Now for those resources:

  1. Nine questions about Syria you were too embarrassed to ask – Max Fisher in the Washington Post (the “nine questions” format is a recurrent thing he does, and they’re always excellent)
  2. The U.S. does have nonmilitary options in Syria. Here are four of them – also by Max Fisher. I believe that combining any of these with whatever the Administration has planned would be the better part of wisdom, particularly as concerns aid to the refugees and the countries taking them in. None will end the misery, but all stand a good chance of ameliorating the misery.
  3. The war after the war in Syria – by Joshua Foust, a former intelligence analyst at the Pentagon. Here he discusses who the rebels actually are, and the significance of some apparent splintering in the regime. The reality is that even if Assad disappeared tomorrow, the mayhem would still continue for quite some time.
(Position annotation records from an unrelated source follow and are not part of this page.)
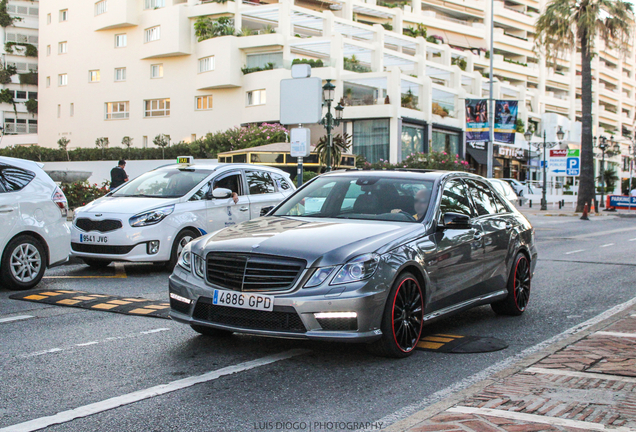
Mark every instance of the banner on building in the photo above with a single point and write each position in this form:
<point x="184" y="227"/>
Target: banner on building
<point x="506" y="121"/>
<point x="477" y="127"/>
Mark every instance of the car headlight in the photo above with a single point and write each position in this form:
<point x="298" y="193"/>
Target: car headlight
<point x="185" y="260"/>
<point x="319" y="276"/>
<point x="198" y="263"/>
<point x="151" y="217"/>
<point x="359" y="268"/>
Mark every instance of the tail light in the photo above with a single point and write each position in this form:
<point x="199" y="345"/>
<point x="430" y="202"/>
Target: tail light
<point x="60" y="200"/>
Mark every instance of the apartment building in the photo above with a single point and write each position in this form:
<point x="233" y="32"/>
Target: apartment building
<point x="138" y="68"/>
<point x="20" y="74"/>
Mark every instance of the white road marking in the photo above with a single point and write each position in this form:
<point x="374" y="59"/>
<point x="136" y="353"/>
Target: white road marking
<point x="534" y="418"/>
<point x="589" y="375"/>
<point x="402" y="413"/>
<point x="615" y="334"/>
<point x="15" y="318"/>
<point x="115" y="402"/>
<point x="109" y="339"/>
<point x="576" y="251"/>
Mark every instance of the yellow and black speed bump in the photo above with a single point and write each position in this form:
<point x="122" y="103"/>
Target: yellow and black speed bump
<point x="99" y="302"/>
<point x="456" y="344"/>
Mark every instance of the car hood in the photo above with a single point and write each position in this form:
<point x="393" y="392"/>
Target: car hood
<point x="320" y="242"/>
<point x="128" y="205"/>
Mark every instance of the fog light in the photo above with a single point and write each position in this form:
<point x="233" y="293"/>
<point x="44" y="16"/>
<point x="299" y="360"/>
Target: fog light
<point x="177" y="297"/>
<point x="152" y="247"/>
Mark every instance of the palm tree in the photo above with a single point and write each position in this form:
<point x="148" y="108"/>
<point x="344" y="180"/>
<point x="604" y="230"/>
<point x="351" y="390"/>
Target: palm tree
<point x="569" y="24"/>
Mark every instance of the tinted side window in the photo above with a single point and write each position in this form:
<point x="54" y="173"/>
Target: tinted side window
<point x="454" y="198"/>
<point x="259" y="182"/>
<point x="13" y="178"/>
<point x="281" y="182"/>
<point x="482" y="198"/>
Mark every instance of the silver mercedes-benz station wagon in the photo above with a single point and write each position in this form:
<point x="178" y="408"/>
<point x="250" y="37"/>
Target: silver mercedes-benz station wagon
<point x="361" y="256"/>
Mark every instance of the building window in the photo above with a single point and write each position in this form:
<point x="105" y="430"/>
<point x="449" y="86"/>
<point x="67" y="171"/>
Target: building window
<point x="206" y="64"/>
<point x="157" y="108"/>
<point x="153" y="34"/>
<point x="154" y="4"/>
<point x="120" y="40"/>
<point x="203" y="102"/>
<point x="116" y="110"/>
<point x="93" y="76"/>
<point x="120" y="74"/>
<point x="256" y="97"/>
<point x="101" y="7"/>
<point x="156" y="71"/>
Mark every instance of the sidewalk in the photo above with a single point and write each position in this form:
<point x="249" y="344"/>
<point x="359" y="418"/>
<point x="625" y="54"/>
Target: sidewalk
<point x="587" y="382"/>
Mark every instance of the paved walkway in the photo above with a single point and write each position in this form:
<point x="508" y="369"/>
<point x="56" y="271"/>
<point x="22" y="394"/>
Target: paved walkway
<point x="585" y="384"/>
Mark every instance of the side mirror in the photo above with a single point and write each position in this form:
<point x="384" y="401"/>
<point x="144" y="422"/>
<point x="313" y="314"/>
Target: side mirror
<point x="456" y="221"/>
<point x="266" y="210"/>
<point x="221" y="193"/>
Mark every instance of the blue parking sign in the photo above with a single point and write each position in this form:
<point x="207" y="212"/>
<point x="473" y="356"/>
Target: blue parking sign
<point x="573" y="166"/>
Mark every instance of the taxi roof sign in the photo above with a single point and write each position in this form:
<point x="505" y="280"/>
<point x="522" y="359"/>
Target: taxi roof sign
<point x="185" y="160"/>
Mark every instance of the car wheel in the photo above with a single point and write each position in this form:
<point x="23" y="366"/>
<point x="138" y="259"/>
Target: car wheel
<point x="23" y="263"/>
<point x="182" y="239"/>
<point x="402" y="320"/>
<point x="519" y="283"/>
<point x="96" y="263"/>
<point x="209" y="331"/>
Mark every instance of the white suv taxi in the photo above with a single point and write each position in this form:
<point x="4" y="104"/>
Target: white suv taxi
<point x="152" y="217"/>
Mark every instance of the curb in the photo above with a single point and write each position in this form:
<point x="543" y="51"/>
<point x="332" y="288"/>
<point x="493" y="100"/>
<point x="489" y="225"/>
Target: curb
<point x="519" y="366"/>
Finally, a side-note on Iran: Several things have happened lately that look an awful lot to me like signs of a back channel between Tehran and Washington, including (but not limited to) the CIA admission that it was behind the 1953 coup that removed Iran’s only democratically elected leader from office and the CIA admission (coming less than a week after the earlier admission) that it helped Saddam Hussein attack Iran with chemical weapons in the 1980s. These are both things that were widely known, but have never been admitted before.

Bearing in mind all the struggles that the US and Iran have had surrounding Iran’s nuclear ambitions, an issue that the Obama White House seems to want to actually resolve, I believe that the Administration has been trying for some time to quitely improve Washington-Tehran communication — now, add to that the fact that the Iran-Syria relationship is vital to both countries (and to Hezbollah, which serves as Iran’s proxy in Lebanon), and I believe that whatever back channels we have with Iran have been working overtime this week. (Note also that the admission re: the CIA’s assistance to Iraq came after Assad attacked the suburbs of Damascus with chemical weapons — again, that piece I mentioned above re: divisions in Iran is useful here).

Look at that, this wasn’t short at all. It’s very hard to write short about all this stuff, even when your bottom line is “I don’t know.” At any rate, to quote my sister: More will be revealed.

It’ll be awful, but at some point, at least we’ll know what it is.